At the Nissan plant at Sunderland in the U.K., a new mechanical centralizer was needed for automated glass installation on the latest Micra and Note models. The centralizer locates at six points around the edge of the glass and consistently to a known position in preparation for the next stage of the production process.
A new system was necessary both to provide accurate information for the two vehicles and to adapt easily to future products. Capley Marker was chosen to supply the system; the company previously had installed five cameras at Nissan and converted a separate line to Cognex In-Sight cameras.
The key project requirement was to determine the glass type on the line, which could be one of four variants: Micra fixed side window right-hand side (RHS) and left-hand side (LHS); and Note fixed side window RHS and LHS. A similar system is used on a second line, which produces the Qashqai.

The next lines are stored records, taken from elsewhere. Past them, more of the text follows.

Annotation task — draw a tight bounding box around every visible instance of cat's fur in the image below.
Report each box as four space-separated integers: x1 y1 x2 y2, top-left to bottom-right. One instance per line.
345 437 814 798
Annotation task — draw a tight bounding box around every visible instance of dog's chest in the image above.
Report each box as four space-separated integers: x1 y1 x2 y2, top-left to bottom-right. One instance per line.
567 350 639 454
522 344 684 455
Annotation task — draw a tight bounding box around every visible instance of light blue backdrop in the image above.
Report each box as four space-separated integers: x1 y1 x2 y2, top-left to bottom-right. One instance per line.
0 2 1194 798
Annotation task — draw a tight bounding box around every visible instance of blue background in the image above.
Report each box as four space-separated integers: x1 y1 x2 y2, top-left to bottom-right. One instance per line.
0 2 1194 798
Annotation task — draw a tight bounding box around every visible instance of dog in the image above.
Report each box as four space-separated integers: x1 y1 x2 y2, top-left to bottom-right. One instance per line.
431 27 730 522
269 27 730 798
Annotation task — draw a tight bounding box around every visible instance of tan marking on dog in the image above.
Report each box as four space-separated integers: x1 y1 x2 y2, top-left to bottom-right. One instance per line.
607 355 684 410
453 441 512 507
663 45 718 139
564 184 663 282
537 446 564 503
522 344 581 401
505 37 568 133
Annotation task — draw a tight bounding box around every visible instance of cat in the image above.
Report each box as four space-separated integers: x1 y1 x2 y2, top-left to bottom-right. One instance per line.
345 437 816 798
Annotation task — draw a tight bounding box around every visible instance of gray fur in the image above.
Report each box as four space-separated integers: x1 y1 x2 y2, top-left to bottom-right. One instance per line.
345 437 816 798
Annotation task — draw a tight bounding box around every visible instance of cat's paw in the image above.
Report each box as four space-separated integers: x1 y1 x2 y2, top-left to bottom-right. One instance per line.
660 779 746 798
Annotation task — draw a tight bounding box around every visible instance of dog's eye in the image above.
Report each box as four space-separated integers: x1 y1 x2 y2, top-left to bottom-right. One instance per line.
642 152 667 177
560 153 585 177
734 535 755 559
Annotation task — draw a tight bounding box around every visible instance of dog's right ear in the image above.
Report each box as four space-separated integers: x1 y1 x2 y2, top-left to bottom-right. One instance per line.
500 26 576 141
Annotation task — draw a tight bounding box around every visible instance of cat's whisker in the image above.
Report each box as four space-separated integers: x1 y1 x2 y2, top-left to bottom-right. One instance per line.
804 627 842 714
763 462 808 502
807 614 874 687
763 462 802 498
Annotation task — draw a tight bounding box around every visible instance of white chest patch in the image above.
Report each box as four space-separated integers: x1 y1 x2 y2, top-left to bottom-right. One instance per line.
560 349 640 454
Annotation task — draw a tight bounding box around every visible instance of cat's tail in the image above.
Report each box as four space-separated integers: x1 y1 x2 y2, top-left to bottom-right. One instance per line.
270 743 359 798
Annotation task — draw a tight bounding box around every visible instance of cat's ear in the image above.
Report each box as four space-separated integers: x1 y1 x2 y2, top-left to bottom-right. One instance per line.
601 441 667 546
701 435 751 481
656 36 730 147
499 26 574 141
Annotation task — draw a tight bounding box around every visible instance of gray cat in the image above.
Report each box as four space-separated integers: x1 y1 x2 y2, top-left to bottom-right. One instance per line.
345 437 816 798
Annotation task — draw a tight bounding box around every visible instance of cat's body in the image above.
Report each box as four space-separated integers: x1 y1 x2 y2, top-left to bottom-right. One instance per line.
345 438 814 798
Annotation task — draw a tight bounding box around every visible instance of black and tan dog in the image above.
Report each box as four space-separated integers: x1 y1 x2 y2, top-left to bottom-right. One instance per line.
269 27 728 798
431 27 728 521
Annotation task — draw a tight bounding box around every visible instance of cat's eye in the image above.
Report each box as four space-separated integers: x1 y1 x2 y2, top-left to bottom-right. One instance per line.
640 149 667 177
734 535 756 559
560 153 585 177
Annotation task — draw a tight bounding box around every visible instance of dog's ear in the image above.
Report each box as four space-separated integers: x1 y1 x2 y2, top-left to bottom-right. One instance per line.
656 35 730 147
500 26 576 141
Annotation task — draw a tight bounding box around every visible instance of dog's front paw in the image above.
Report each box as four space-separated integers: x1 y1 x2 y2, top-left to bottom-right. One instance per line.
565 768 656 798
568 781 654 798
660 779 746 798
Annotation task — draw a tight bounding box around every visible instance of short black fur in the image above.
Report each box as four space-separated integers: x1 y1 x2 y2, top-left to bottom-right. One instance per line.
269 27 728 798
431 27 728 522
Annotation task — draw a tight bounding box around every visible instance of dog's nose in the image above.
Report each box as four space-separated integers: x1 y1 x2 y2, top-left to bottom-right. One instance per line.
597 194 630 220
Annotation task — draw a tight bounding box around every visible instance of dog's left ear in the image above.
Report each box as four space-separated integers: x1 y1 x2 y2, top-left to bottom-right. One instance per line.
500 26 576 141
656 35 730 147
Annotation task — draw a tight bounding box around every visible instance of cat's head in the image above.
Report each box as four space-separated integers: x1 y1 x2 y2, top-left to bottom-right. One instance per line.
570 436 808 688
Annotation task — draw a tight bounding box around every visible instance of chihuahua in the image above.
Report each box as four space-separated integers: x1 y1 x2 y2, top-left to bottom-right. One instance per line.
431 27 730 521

Two In-Sight 5100 cameras are installed, with one positioned in each cell to the side of the assembly line. Each camera is fixed at the required height by a rigid steel stand mounted to the cell base. The In-Sight cameras use Cognex’s PatMax technology, which uses advanced geometric pattern matching to locate parts. Cognex states that even under extreme conditions the tool can significantly reduce or eliminate fixturing requirements and cost. For locating parts or features, PatMax provides the maximum vision inspection yield and reliability available in a vision system, the company says.
Using a Fanuc six-axis robot with RJ-2 control, the cameras provide the robot with two essential pieces of information. First, a digital signal from the camera is sent to the robot confirming the glass variant; then a serial string is sent from the camera to the robot with the coordinates of the glass, so that the robot picks the glass up in the same position each cycle. The exact coordinates measured are x, y, and the angle of the glass on the vision part of the cell (front to back, side to side, and twist).

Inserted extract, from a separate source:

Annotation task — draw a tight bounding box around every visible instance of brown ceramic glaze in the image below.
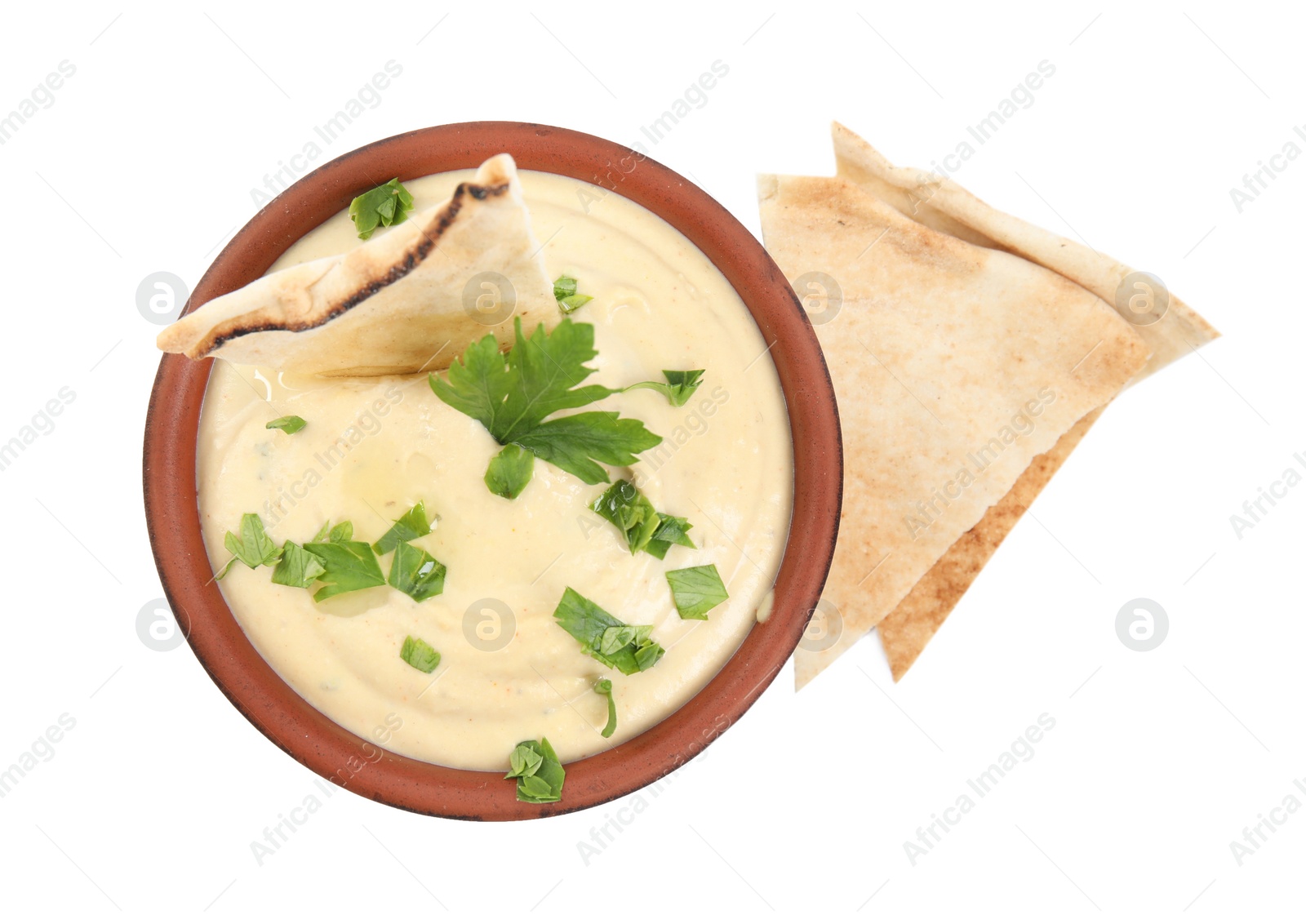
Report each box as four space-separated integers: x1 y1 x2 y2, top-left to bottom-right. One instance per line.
145 122 842 821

The robot locates the glass from the data supplied by the vision system, manipulates the glass edge through a fixed nozzle that applies a continuous bead of mastic to the glass edge, and finally transfers the glass to an offload position where the operator picks it up to fit it to the vehicle. The coordinates are located and relayed directly to the line robot to ensure the robot can access the glass.

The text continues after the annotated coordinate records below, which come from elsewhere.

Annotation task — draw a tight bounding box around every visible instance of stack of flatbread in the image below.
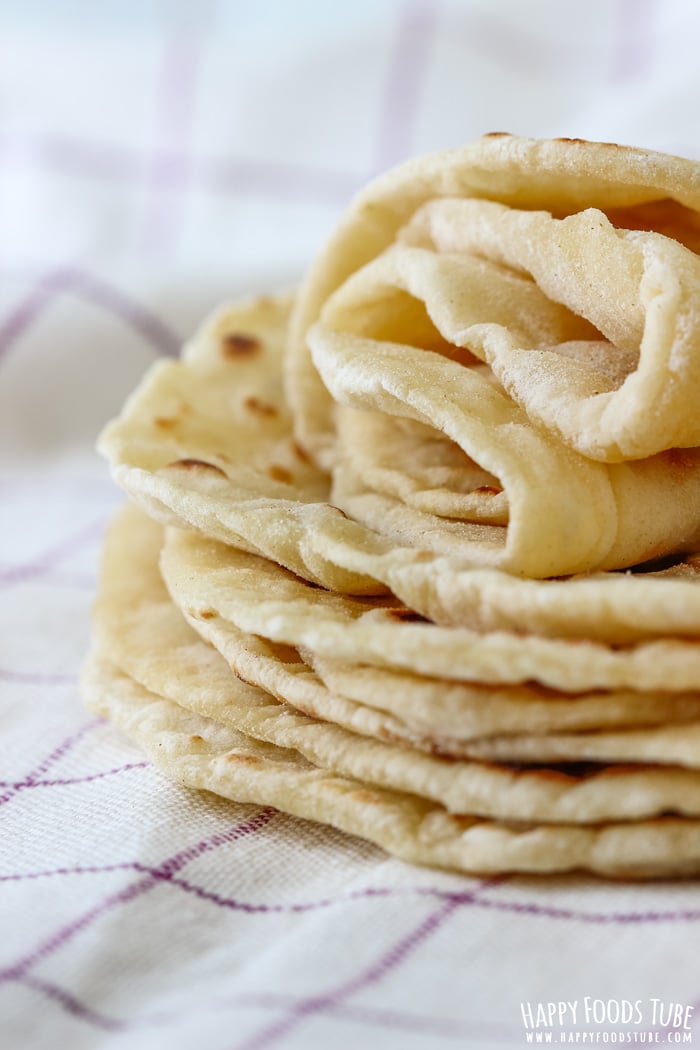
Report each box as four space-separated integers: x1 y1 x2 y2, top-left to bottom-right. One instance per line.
84 135 700 878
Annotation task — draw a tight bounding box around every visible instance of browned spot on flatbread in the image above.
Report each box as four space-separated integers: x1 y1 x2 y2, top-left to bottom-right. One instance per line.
386 608 429 624
168 459 226 478
474 485 503 496
351 788 378 805
267 463 293 485
292 441 311 463
229 664 257 686
554 135 630 150
243 396 279 416
220 332 262 360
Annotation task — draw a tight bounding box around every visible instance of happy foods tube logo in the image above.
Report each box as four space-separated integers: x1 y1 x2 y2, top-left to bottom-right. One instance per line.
521 995 695 1046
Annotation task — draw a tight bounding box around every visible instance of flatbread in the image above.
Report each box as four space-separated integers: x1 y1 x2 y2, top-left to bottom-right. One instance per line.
100 298 700 642
94 506 700 823
82 655 700 879
285 134 700 467
161 529 700 692
307 245 700 576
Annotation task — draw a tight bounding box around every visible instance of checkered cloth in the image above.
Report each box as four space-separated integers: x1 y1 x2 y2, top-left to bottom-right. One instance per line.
5 0 700 1050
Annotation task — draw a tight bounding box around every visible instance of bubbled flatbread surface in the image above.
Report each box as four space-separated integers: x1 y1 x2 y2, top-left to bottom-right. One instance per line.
101 298 700 643
161 529 700 692
82 652 700 878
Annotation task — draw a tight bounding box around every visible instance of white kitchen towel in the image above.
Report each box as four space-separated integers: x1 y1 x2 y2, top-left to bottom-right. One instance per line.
0 0 700 1050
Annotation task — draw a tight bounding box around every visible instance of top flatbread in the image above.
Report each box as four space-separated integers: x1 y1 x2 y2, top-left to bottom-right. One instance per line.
287 135 700 466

With its greater flexibility, the system will better support the introduction of new products at Sunderland and is expected to provide a significant reduction in changeover time, according to Cognex.
Capley Marker is a Partner System Integrator with Cognex, having particular expertise in sensing solutions, motion control, automation, and integration. Cognex designs, develops, and produces machine-based vision systems and computers. The Modular Vision Systems Division of Cognex is based in Natick, MA, and specializes in machine-based vision systems used in the automated production and quality assurance of individual parts.